Begitu terpuruknya pria itu hingga Snowden dilarikan ke rumah sakit. Pria itu depresi. Hal itu membuat kesatuan langsung memberinya pensiun dini. Dokter terbaik didatangkan untuk menangani polisi terbaik itu.
"Kepala Polisi Highs, apa benar penutupan kasus ini menjadi titik dari depresinya Kepala polisi Snowden?" tanya wartawan ketika kasus ditutup.

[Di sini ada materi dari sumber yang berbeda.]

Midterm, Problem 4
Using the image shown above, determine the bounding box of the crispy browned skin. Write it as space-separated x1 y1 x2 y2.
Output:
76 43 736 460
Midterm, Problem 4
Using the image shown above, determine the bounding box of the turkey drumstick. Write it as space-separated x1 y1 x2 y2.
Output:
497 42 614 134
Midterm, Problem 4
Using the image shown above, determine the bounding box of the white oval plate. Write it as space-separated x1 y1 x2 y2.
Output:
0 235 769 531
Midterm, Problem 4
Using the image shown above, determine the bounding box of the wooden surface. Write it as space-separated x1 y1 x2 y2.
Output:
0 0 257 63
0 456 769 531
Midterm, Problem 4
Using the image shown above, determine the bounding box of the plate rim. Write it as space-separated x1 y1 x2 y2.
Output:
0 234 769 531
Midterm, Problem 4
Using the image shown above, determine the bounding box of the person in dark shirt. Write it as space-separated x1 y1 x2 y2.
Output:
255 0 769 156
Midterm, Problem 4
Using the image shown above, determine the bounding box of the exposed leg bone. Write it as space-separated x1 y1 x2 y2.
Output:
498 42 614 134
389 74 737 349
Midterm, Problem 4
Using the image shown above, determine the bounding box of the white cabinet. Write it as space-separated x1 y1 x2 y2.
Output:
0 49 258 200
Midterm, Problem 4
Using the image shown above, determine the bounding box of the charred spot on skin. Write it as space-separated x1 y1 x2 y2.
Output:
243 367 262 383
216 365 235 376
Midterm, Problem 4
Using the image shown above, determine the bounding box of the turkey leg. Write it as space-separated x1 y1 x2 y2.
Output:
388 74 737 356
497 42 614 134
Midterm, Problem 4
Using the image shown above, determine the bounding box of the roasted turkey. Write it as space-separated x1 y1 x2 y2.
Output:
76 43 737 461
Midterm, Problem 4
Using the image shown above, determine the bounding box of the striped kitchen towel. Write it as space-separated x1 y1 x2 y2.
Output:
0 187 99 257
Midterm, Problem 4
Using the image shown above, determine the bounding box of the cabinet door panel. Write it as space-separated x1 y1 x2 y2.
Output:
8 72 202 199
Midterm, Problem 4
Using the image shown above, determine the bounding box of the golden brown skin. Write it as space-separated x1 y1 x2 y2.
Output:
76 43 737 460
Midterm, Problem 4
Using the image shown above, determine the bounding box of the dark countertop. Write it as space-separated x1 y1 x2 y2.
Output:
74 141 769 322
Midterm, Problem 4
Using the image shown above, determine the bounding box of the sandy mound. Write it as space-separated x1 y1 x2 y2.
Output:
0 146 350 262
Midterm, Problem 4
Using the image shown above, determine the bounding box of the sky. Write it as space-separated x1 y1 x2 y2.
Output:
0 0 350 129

"Bukan karena itu. Kami memang sudah dari awal ragu dengan perkembangan kasus ini. Pihak keluarga Lockhart menyerahkan penuh kasus ini pada kami!' jelas Stewart.
"Hingga satu bulan lebih penyelidikan, kasus ini diam di tempat dan tak menyasar satupun terduga kecuali ditemukannya mayat itupun kami masih meragukan jika itu adalah pelaku pembantaian!"
"Snowden begitu serius dengan kasus ini. Pria itu sedikit tertekan. Terlebih tiba-tiba semua bukti lenyap akibat kebakaran yang terjadi di lab!" terangnya lagi.
Kasus ditutup setelah lebih dari satu bulan pencarian bukti tak menyasar pada terduga pelaku. Bahkan alat pembantaian tak bisa ditemukan kecuali besi berbentuk cakar hewan buas.
Lockhart juga pasrah. Kepolisian sudah mencari keberadaan putranya tapi tetap tak ditemukan. Hilangnya Samuel Lockhart luput dari media karena tak ada permintaan uang tebusan dari pihak penculik.
Stefanus menemani istrinya yang masih dalam pemulihan. Luka besar diperutnya benar-benar harus mendapat perhatian ekstra. Maka dari itu Lockhart setengah mengikhlaskan kasus itu ditutup.
Di tempat perawatan dan penanganan. Rheina begitu sabar menunggui dan ikut merawat kekasihnya. Perutnya masih rata karena usia kehamilannya masih hitungan minggu.
"Sayang ... cepat sembuh dan kembali padaku," ujar wanita itu lirih.